Conservation of insects


The greatest loss of biodiversity is expected to occur in invertebrates, especially insects. Insects represent 75% of animal and plant species worldwide. There are about 5.5 million species of insects, but only 10% have been identified so far. Above all, only 5000 species of insects cause damage to agricultural plants, farm animals or human beings.

Insect decline is a major threat to biodiversity loss because insects are directly linked to human health. For example, if we completely eliminate pollinators from our ecosystem, global deaths would increase by 1.4 million per year from non-communicable and malnutrition-related diseases. We get our essential micronutrients (such as vitamins A and C, antioxidants, lycopene, b-tocopherol and folic acid) from insect-pollinated crops, where at least 87% of major food crops depend directly insects. Therefore, insect decline is an emerging global environmental risk. It is estimated that more than 40% of insect species are threatened with extinction.

Use of insecticides

Insect-killing chemicals (insecticides) are major drivers of global insect decline, including other factors such as habitat loss and agricultural land intensification, fertilizer inputs, introduced species and climate change. These toxic chemicals have very negative impacts on insect survival (growth, development, lifespan and fertility) and behavior (choice of food plant, flight directions, place of laying, etc.)

In the agroecosystem, insects can be classified into beneficial (good) and non-beneficial (bad or harmful) insects. Beneficial insects include pollinators and the natural enemies (predators and parasites) of insect pests. Economically, the services of pollinators have been valued at over $500 billion, while the natural enemies of insect pests have been valued at over $400 billion.

Insecticides generally do not reach the targeted insect pests and significantly affect non-target organisms such as beneficial insects or other organisms. The negative effects of insecticides on pollinating insects such as bees and flies are dramatically high.

Use of insecticides in Nepal

Insecticides, especially neonicotinoids, are widely used in Nepal. They are water soluble and their prophylactic use pollutes water and soil which impacts the aquatic ecosystem. Not only insects, but the decline of various insectivorous birds is also linked to the use of neonicotinoids. Researchers found residues of dichlorodiphenyltrichloroethane (DDT) in soil samples from Rupandehi and Biratnagar, although DDT has been banned in Nepal since 2001. Unfortunately, Nepal does not have adequate control over the use of pesticides .

Nepalese farmers are not aware of the risks associated with pesticides. Therefore, educational programs should be conducted and policies should be implemented for stricter regulation on the use of pesticides. In addition, to reduce the amount of insecticides on farmland, both government and non-government sectors should organize trainings/workshops on Integrated Pest Management (IPM) by actively involving farmers.

Effects of artificial light

It is also very important to note that artificial light at night directly impacts the day/night cycle of plants and animals. Light pollution is one of the drivers of insect decline: too much artificial light in the wrong place at the wrong time.

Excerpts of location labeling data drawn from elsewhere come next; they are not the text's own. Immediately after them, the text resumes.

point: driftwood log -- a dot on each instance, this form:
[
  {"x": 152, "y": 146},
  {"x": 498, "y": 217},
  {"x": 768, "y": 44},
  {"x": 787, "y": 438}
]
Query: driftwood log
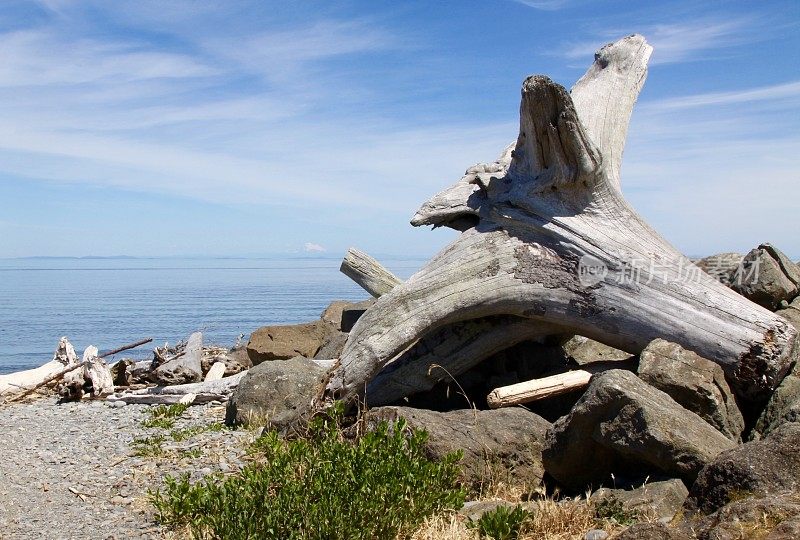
[
  {"x": 441, "y": 355},
  {"x": 203, "y": 392},
  {"x": 548, "y": 236},
  {"x": 186, "y": 367},
  {"x": 367, "y": 272}
]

Currently, about 25% of the Earth’s surface is artificially lit. Different orders of insects have different impacts. Streetlights act as vacuum cleaners for nocturnal insects such as moths, as they are attracted to artificial lights, disrupting their typical surroundings and behaviors. Fireflies, which rely on bioluminescent cues to attract potential mates, find it difficult in places with an excessive amount of light. Another example is mayflies that only live and reproduce for one day. Light reflected from a sloping road can confuse them to lay their eggs on the road instead of water surfaces – this mistake alone can wipe out the population overnight. Research suggests using amber filter LED bulbs instead of white LED bulbs which attract fewer insects.

Protect insects

The Himalayan range is a very vulnerable ecosystem, especially due to climate change and loss of biodiversity. Reports suggest that the earth’s temperature will be at least 0.3 degrees Celsius higher in the Hindu Kush Himalayan region than the predicted global warming of 1.5 degrees Celsius. In the context of Nepal, our biodiversity is widely threatened due to climate change, alien/invasive species, land use change, pollution, etc. For example, Nepal is one of the top 10 most polluted and polluted countries. the air affects the pollination of plants by insects.

It is essential to emphasize that insects are the providers of ecosystem services that run the world. Humanity must save the insects because the human-insect interaction is closely linked. Apart from food security, insects are used for nutrient cycling, soil formation, decomposition, biological pest control, food web maintenance and many more.

Each of us can participate in insect conservation by adopting behaviors and habits, regardless of background and occupation, that mitigate insect decline. For example, plant flowers in the garden or backyard that attract insects or grow native plants and limit the use of artificial outdoor lighting. Instead of being afraid, parents and educators should encourage children and students to change their perception of insects as beautiful animals.

Surprisingly, Nepal contributes the largest volume of published literature on the field of ecology, especially on the biodiversity of the Himalayas. For now, research should aim to better understand changes in insect abundance and diversity. Nepalese researchers and the general public must urgently call for prioritizing insect conservation to develop government policies by creating a mini-jungle for insects (and birds) by planting native wildflowers.